Remember Fred Thompson’s much-ballyhooed late entrance to the 2008 Republican campaign? It fell flat soon enough, but for a while the former movie actor seemed to the inevitable next Wendell Willkie (the latter being the only recent, in 1940, late entrant to upset the political apple cart and win his party’s nomination.) And remember that Rudy Giuliani led all the polls by a wide margin in 2007? Likewise, Hillary Clinton dominated Democratic polls that same year. Anyone seen President Giuliani or President Hillary Clinton lately?
There is another reason why Mr. Perry is doing so well in the polls right now. The true frontrunner for the GOP nomination, Mitt Romney, has adopted a very low profile approach to this part of the long campaign period. In my opinion, this is a good strategy, including his avoidance of the recent Iowa Straw Poll, and his refusal to attack rivals in debates and his advertising. As good as this strategy might be, however, it is not sensational news, and thus the media collectively and reflexively turns elsewhere for daily “news” fodder. Thus, they continually run stories about Sarah Palin, Rudy Giuliani (again), Chris Christie and even George Pataki getting into the race. Their coverage has little to do with these persons actually running, or even being serious candidates. Their coverage is about promoting audiences for their print publications and broadcast programs.
This is not to say that Rick Perry cannot be a serious candidate. He has been a successful political figure in Texas, and he has personality and charm. But Fred Thompson was a famous and enormously well-liked movie and TV star. It didn’t matter. His campaign soon fizzled. (To be fair to Mr. Perry who is working hard so far, Mr. Thompson did not seem to have fire in his political belly.) Also to be fair, the Republican field, except for Michele Bachmann, has not produced many sparks (and remember how Mrs. Bachmann was the darling of the polls only a few weeks ago?).

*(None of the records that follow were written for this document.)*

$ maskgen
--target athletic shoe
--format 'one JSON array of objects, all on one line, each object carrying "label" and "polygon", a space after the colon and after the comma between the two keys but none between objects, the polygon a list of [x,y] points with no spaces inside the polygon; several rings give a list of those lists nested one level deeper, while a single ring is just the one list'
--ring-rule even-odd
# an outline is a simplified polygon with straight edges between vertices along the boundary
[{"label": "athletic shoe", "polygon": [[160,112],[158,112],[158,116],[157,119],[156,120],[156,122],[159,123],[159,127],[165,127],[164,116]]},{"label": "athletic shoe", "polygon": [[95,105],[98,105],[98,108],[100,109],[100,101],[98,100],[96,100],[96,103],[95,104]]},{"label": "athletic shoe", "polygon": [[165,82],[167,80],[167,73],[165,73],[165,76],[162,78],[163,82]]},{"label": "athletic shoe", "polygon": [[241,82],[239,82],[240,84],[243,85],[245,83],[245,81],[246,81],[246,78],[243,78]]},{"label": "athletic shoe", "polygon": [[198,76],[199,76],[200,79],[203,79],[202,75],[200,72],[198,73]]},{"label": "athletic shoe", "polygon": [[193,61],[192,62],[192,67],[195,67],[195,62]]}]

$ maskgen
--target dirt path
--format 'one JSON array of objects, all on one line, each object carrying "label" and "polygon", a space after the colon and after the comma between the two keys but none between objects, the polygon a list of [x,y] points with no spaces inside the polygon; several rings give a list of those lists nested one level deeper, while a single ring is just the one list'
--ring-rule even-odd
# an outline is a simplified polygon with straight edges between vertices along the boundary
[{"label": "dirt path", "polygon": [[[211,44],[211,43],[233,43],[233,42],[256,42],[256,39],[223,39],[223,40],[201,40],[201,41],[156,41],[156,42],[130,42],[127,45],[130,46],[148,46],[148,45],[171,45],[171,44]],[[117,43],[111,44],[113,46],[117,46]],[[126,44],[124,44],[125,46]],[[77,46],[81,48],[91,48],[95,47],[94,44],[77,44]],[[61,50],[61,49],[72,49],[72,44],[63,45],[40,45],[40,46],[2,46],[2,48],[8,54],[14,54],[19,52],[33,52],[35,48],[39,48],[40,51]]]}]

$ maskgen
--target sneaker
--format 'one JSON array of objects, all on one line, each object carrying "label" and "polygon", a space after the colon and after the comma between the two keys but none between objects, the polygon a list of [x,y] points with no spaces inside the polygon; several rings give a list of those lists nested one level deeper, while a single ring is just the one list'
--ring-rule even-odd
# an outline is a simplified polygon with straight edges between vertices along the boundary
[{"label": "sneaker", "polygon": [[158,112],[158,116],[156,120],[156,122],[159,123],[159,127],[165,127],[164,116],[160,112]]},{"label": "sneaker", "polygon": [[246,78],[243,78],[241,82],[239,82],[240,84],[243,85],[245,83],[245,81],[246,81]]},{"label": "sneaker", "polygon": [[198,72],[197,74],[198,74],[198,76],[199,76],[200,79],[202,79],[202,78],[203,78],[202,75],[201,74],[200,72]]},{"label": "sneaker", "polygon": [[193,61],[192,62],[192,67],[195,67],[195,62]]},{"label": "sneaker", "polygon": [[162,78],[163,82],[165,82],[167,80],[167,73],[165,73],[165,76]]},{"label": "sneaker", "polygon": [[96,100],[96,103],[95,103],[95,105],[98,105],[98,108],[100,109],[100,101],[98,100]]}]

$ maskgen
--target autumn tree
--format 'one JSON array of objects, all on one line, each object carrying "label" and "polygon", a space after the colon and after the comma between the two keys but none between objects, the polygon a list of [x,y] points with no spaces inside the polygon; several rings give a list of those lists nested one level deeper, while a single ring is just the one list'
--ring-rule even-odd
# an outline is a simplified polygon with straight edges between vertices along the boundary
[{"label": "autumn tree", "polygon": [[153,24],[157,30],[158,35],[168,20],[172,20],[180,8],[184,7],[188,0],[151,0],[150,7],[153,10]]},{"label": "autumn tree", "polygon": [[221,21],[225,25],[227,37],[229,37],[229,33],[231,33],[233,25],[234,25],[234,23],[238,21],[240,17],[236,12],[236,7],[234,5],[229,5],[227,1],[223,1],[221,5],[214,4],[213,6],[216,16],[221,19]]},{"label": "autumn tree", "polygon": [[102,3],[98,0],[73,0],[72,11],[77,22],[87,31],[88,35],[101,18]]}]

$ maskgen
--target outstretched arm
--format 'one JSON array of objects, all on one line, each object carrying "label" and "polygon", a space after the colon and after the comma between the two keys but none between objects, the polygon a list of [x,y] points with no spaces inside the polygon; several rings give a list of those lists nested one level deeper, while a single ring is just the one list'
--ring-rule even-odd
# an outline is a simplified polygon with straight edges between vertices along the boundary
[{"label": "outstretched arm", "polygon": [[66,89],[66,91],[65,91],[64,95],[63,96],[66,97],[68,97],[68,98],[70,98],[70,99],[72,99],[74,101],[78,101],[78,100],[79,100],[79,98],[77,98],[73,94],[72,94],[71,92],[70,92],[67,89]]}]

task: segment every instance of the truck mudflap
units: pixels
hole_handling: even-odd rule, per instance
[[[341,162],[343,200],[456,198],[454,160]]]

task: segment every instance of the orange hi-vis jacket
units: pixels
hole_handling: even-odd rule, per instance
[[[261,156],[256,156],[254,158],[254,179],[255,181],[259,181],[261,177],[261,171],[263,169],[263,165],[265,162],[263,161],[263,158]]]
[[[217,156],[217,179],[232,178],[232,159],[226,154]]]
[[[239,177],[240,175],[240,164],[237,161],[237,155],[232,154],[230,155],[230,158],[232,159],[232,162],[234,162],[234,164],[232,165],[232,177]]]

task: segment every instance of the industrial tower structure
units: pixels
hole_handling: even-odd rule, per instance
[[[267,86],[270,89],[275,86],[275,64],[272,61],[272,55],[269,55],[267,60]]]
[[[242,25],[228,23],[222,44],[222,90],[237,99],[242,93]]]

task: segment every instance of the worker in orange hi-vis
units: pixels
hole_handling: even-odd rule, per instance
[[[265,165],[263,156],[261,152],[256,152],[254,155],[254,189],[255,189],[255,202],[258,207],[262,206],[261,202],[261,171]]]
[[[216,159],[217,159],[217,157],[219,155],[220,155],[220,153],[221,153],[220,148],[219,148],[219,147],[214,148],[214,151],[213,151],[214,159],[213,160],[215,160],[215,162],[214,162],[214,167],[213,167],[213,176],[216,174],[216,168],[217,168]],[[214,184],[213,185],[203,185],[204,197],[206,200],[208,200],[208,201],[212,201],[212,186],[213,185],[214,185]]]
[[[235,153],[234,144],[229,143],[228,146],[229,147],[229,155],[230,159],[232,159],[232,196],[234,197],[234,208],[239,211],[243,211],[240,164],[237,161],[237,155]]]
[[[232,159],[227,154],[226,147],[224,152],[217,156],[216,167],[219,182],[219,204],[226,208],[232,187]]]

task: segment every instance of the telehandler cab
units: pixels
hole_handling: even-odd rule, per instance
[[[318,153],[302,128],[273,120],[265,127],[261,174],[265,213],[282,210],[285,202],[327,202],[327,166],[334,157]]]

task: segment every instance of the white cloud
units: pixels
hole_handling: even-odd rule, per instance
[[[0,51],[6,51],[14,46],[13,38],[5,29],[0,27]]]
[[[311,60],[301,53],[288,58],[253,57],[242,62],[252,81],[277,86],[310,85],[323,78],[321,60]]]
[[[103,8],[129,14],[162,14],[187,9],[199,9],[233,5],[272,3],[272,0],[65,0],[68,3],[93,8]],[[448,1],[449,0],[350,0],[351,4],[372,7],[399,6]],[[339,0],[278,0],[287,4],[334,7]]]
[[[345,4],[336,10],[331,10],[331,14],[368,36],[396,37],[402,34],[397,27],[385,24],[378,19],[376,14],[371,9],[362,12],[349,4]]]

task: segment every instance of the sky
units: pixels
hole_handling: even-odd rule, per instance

Like Mr. Romney, Tim Pawlenty had the background, skills and viewpoints, that made him an authentic presidential contender. but Mr. Pawlenty was drawn into public relations traps by the media that seemed to doom his efforts. The quest for a major party presidential nomination is a formidable and risky enterprise to begin with, but the mediazation of the contest has made it into a much more treacherous political enterprise than any time in the past.
Finally, somewhat like the Democratic 1992 presidential contest, the 2012 GOP battle has seen some of its most attractive or well-known candidates choose not to run next year. Mike Huckabee and probably Sarah Palin are not running. Nor is Jeb Bush or Mitch Daniels. This has resulted in a partial vacuum that someone like Rick Perry can appear to fill.
Th answer to why Rick Perry is doing so well in the polls is that someone like him HAS to do well in the polls. If Mr. Perry did not exist, or was not running, the media would invent someone else to fill this role.
In 1992, third party candidate Ross Perot actually led both incumbent President George H.W. Bush and certain Democratic nominee Bill Clinton in the national polls (only months before the actual election) It was shocking, but short-lived. Anyone seen former President Perot lately?
Although I am not yet predicting Mr. Romney’s ultimately victory, nor Mr. Perry’s ultimate defeat, I do think the former Massachusetts governor’s campaign strategy is not being given its proper due. Unlike Senator Ed Muskie (1972), his own father George Romney (1968), and Gary Hart (1984) — all temporary frontrunners – Mitt Romney has avoided the kind of gaffe or political mistake that would diminish his chances once the actual voting begins.
That’s the key to understanding the current phase of the GOP presidential nomination contest. Until December and January coming, when the candidates trek through the snow and ice of Iowa and New Hampshire, and then under the palm trees of South Carolina and Florida soon after that, it is primarily a media puppet show, with the press pulling most of the public strings.
In about 90 days or so those strings will be removed, and the political show will get much, much more serious.